WordI, who live by words, am wordless when
I try my words in prayer. All language turns
To silence. Prayer will take my words and then
Reveal their emptiness. The stilled voice learns
To hold its peace, to listen with the heart
To silence that is joy, is adoration.
The self is shattered, all words torn apart
In this strange patterned time of contemplation
That, in time, breaks time, breaks words, breaks me,
And then, in silence, leaves me healed and mended.
I leave, returned to language, for I see
Through words, even when all words are ended.
I, who live by words, am wordless when
I turn me to the Word to pray. Amen.
– Madeleine L’Engle, The Weather of the Heart
Prayer can lead us through words to silence, beyond words to contemplation, and through contemplation to the Word of God.
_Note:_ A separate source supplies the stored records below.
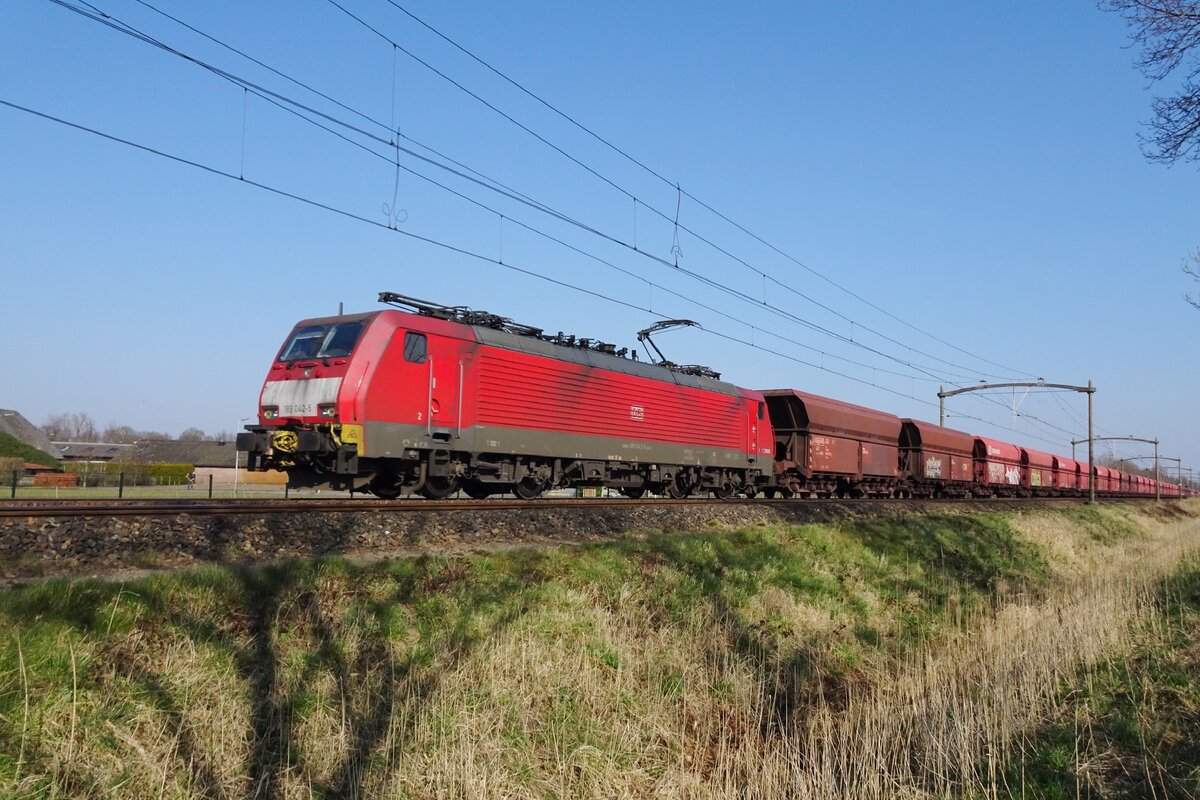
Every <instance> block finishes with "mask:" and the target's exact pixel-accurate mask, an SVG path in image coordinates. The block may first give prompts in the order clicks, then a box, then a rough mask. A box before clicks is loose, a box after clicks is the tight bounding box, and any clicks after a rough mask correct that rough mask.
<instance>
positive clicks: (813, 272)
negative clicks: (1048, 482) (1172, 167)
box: [329, 0, 1034, 377]
mask: <svg viewBox="0 0 1200 800" xmlns="http://www.w3.org/2000/svg"><path fill="white" fill-rule="evenodd" d="M329 1H330V2H332V4H334V5H338V4H337V2H336V1H335V0H329ZM388 4H389V5H391V6H392V7H395V8H397V10H398V11H401V12H402V13H404V14H406V16H408V17H409V18H410V19H413V20H414V22H416V23H418V24H420V25H421V26H424V28H425V29H426V30H428V31H430V32H432V34H434V35H436V36H438V37H439V38H442V40H443V41H445V42H446V43H449V44H450V46H451V47H454V48H456V49H457V50H460V52H461V53H463V54H464V55H467V56H468V58H470V59H472V60H474V61H475V62H476V64H479V65H481V66H482V67H485V68H486V70H488V71H490V72H492V73H493V74H496V76H497V77H499V78H500V79H503V80H505V82H506V83H509V84H510V85H511V86H514V88H515V89H517V90H518V91H521V92H522V94H524V95H526V96H528V97H529V98H532V100H534V101H535V102H538V103H540V104H541V106H544V107H545V108H546V109H548V110H550V112H552V113H554V114H556V115H558V116H560V118H562V119H564V120H566V121H568V122H569V124H570V125H572V126H574V127H576V128H577V130H580V131H581V132H583V133H586V134H588V136H589V137H592V138H593V139H595V140H596V142H599V143H601V144H602V145H605V146H606V148H608V149H610V150H612V151H613V152H616V154H618V155H619V156H622V157H623V158H625V160H628V161H629V162H631V163H634V164H636V166H637V167H640V168H641V169H643V170H644V172H647V173H648V174H650V175H653V176H654V178H656V179H658V180H660V181H661V182H664V184H666V185H667V186H668V187H673V188H676V190H677V191H678V192H679V193H680V194H682V196H686V197H688V198H689V199H691V200H692V201H695V203H697V204H698V205H701V206H702V207H704V209H706V210H708V211H709V212H710V213H713V215H715V216H716V217H719V218H720V219H724V221H725V222H726V223H728V224H731V225H733V227H734V228H737V229H738V230H740V231H742V233H743V234H745V235H748V236H750V237H751V239H754V240H755V241H757V242H758V243H761V245H763V246H766V247H767V248H769V249H770V251H773V252H774V253H776V254H779V255H781V257H782V258H785V259H787V260H788V261H791V263H793V264H796V265H797V266H799V267H802V269H804V270H805V271H808V272H809V273H811V275H814V276H815V277H817V278H820V279H821V281H823V282H826V283H827V284H829V285H832V287H834V288H835V289H839V290H840V291H844V293H845V294H847V295H850V296H851V297H853V299H856V300H858V301H859V302H862V303H864V305H866V306H869V307H870V308H874V309H875V311H877V312H880V313H882V314H884V315H887V317H888V318H890V319H893V320H894V321H896V323H900V324H901V325H904V326H906V327H908V329H910V330H912V331H914V332H918V333H922V335H923V336H926V337H928V338H930V339H932V341H935V342H937V343H940V344H942V345H946V347H949V348H952V349H953V350H955V351H958V353H961V354H964V355H967V356H970V357H972V359H976V360H978V361H980V362H983V363H988V365H990V366H994V367H997V368H1001V369H1006V371H1008V372H1013V373H1019V374H1022V375H1027V377H1034V375H1033V373H1028V372H1024V371H1020V369H1014V368H1012V367H1007V366H1004V365H1001V363H997V362H995V361H991V360H989V359H985V357H983V356H979V355H977V354H974V353H971V351H970V350H966V349H964V348H962V347H960V345H958V344H954V343H953V342H949V341H947V339H944V338H942V337H938V336H936V335H934V333H930V332H929V331H925V330H924V329H922V327H919V326H917V325H913V324H912V323H908V321H907V320H905V319H902V318H900V317H898V315H895V314H893V313H892V312H889V311H887V309H886V308H883V307H881V306H878V305H876V303H874V302H871V301H870V300H866V299H865V297H863V296H862V295H859V294H858V293H856V291H853V290H852V289H848V288H847V287H844V285H841V284H840V283H838V282H836V281H834V279H833V278H830V277H828V276H827V275H824V273H823V272H821V271H818V270H815V269H814V267H811V266H809V265H808V264H804V263H803V261H800V260H799V259H797V258H796V257H793V255H791V254H788V253H786V252H785V251H782V249H780V248H779V247H776V246H775V245H773V243H772V242H769V241H767V240H766V239H763V237H762V236H760V235H758V234H755V233H754V231H751V230H749V229H748V228H745V227H744V225H742V224H740V223H738V222H736V221H734V219H732V218H730V217H728V216H726V215H725V213H722V212H721V211H719V210H718V209H715V207H713V206H712V205H709V204H708V203H706V201H704V200H702V199H701V198H698V197H696V196H695V194H692V193H691V192H688V191H686V190H683V188H680V185H679V181H678V180H674V181H673V180H671V179H670V178H667V176H665V175H664V174H661V173H660V172H658V170H655V169H654V168H652V167H649V166H648V164H646V163H644V162H642V161H641V160H638V158H636V157H634V156H632V155H630V154H629V152H628V151H625V150H624V149H622V148H619V146H618V145H616V144H613V143H612V142H610V140H608V139H607V138H605V137H602V136H600V134H599V133H596V132H595V131H593V130H592V128H589V127H588V126H586V125H583V124H582V122H580V121H578V120H576V119H575V118H574V116H571V115H570V114H568V113H565V112H563V110H562V109H560V108H558V107H557V106H554V104H553V103H551V102H550V101H547V100H545V98H544V97H541V96H540V95H538V94H536V92H534V91H532V90H530V89H528V88H527V86H524V85H523V84H521V83H520V82H517V80H516V79H514V78H511V77H510V76H509V74H506V73H505V72H503V71H500V70H498V68H497V67H494V66H493V65H492V64H490V62H488V61H486V60H485V59H482V58H480V56H479V55H476V54H475V53H474V52H472V50H470V49H468V48H466V47H463V46H462V44H460V43H458V42H457V41H455V40H452V38H451V37H449V36H446V35H445V34H443V32H442V31H440V30H438V29H437V28H434V26H433V25H431V24H430V23H427V22H425V20H424V19H422V18H420V17H418V16H416V14H414V13H413V12H410V11H409V10H408V8H406V7H404V6H402V5H401V4H400V2H397V1H396V0H388ZM338 7H341V6H340V5H338ZM343 11H344V8H343ZM347 13H348V14H349V12H347ZM349 16H352V17H354V16H353V14H349ZM354 18H355V19H358V17H354ZM360 22H362V20H360ZM362 24H364V25H365V26H367V28H370V29H371V30H372V31H374V32H376V34H378V35H379V36H382V37H384V38H388V37H386V36H385V35H384V34H382V32H380V31H378V30H376V29H374V28H372V26H370V25H367V23H365V22H362ZM389 41H390V40H389ZM413 58H414V59H415V56H413ZM418 61H420V62H421V64H422V65H425V66H427V67H428V68H430V70H432V71H433V72H434V73H437V74H439V76H442V77H443V78H444V79H445V80H448V82H450V83H452V84H454V85H456V86H458V88H460V89H461V90H462V91H464V92H467V94H468V95H470V96H472V97H475V98H476V100H479V101H480V102H482V103H484V104H486V106H487V107H488V108H493V110H496V113H498V114H500V115H502V116H504V118H505V119H508V120H510V121H511V122H512V124H514V125H516V126H518V127H521V128H522V130H524V131H527V132H528V133H530V136H534V137H536V138H538V139H539V140H542V142H545V139H544V138H542V137H540V136H539V134H536V133H534V132H533V131H530V130H529V128H528V127H527V126H524V125H522V124H521V122H518V121H517V120H515V119H514V118H511V116H510V115H509V114H505V113H504V112H502V110H499V109H497V108H494V107H493V106H492V104H491V103H488V102H487V101H485V100H482V98H481V97H479V96H478V95H475V94H474V92H472V91H470V90H469V89H467V88H464V86H463V85H462V84H460V83H458V82H456V80H454V79H452V78H450V77H449V76H446V74H444V73H443V72H442V71H439V70H437V68H434V67H432V66H431V65H428V64H427V62H425V61H424V60H420V59H418ZM546 144H547V145H548V146H551V148H553V149H554V150H557V151H558V152H563V150H562V149H559V148H558V146H557V145H553V144H551V143H548V142H546ZM563 155H564V156H566V157H568V158H570V160H571V161H574V162H575V163H580V166H581V167H583V168H584V169H587V170H588V172H593V174H595V173H594V170H592V169H590V168H589V167H587V166H586V164H582V163H581V162H578V161H577V160H576V158H574V157H572V156H570V155H568V154H565V152H563ZM598 178H600V179H601V180H604V181H605V182H608V184H610V185H612V182H611V181H608V180H607V179H605V178H604V176H600V175H598ZM618 191H622V192H623V193H625V194H628V196H629V197H632V194H631V193H630V192H628V191H625V190H623V188H619V187H618ZM643 205H644V201H643ZM647 207H648V209H650V210H652V211H655V212H656V213H659V215H660V216H662V218H664V219H668V217H667V216H666V215H664V213H662V212H660V211H658V210H656V209H654V207H653V206H649V205H647ZM684 229H685V230H686V228H684ZM689 233H692V231H690V230H689ZM692 235H695V234H692ZM706 243H708V242H706ZM722 252H724V251H722ZM738 260H740V259H738ZM748 266H749V265H748ZM751 269H756V267H751ZM764 277H767V276H766V275H764ZM785 288H788V287H785ZM833 313H836V312H833ZM950 366H958V365H950ZM992 377H995V375H992Z"/></svg>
If you find yourself in silence when you pray, you have options. Stay awhile. Or keep going. God is working in the silence, and the Spirit intercedes for us through wordless groans (Romans 8:26-27).
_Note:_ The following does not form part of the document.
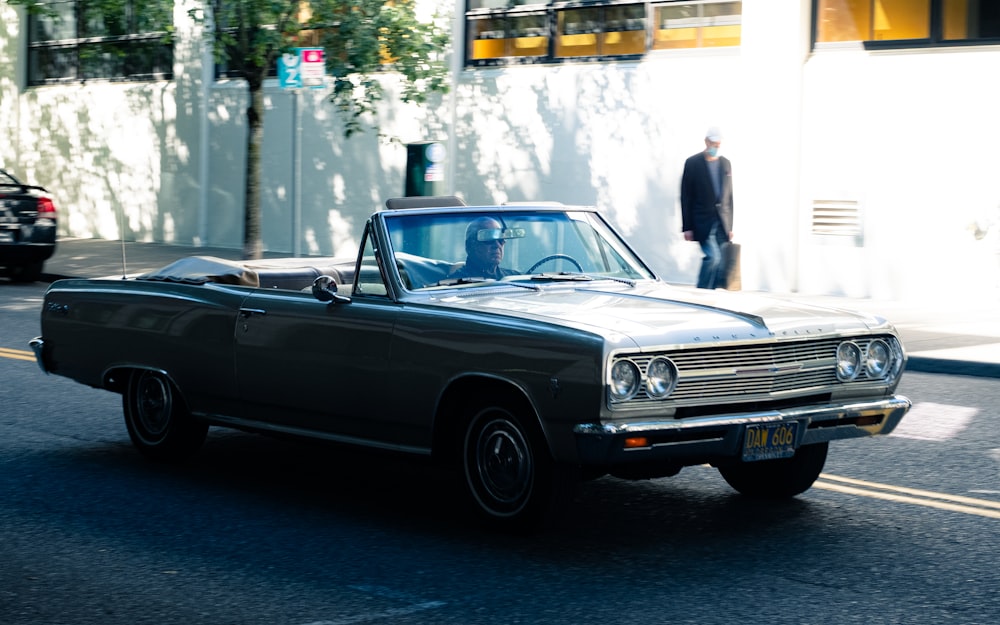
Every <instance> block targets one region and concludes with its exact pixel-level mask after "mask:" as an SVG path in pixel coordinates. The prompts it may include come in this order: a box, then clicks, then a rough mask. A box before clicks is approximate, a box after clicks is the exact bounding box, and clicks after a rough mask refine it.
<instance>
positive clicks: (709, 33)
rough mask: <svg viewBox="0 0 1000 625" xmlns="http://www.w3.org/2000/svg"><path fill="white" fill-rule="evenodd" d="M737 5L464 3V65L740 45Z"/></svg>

I liked this little poem by L’Engle. I know what it is like to fall silent. I know what it is like to feel the insufficiency of words. I also know what it is like to be surprised by what I find in the deep quiet, a sense of being awestruck, an infilling of joy, and an experience of being delightfully “healed and mended.” I “try my words in prayer.” More importantly, though, I have been taught to find in words the capacity to “turn me to the Word.” That’s an evidence of grace, for which I am thankful.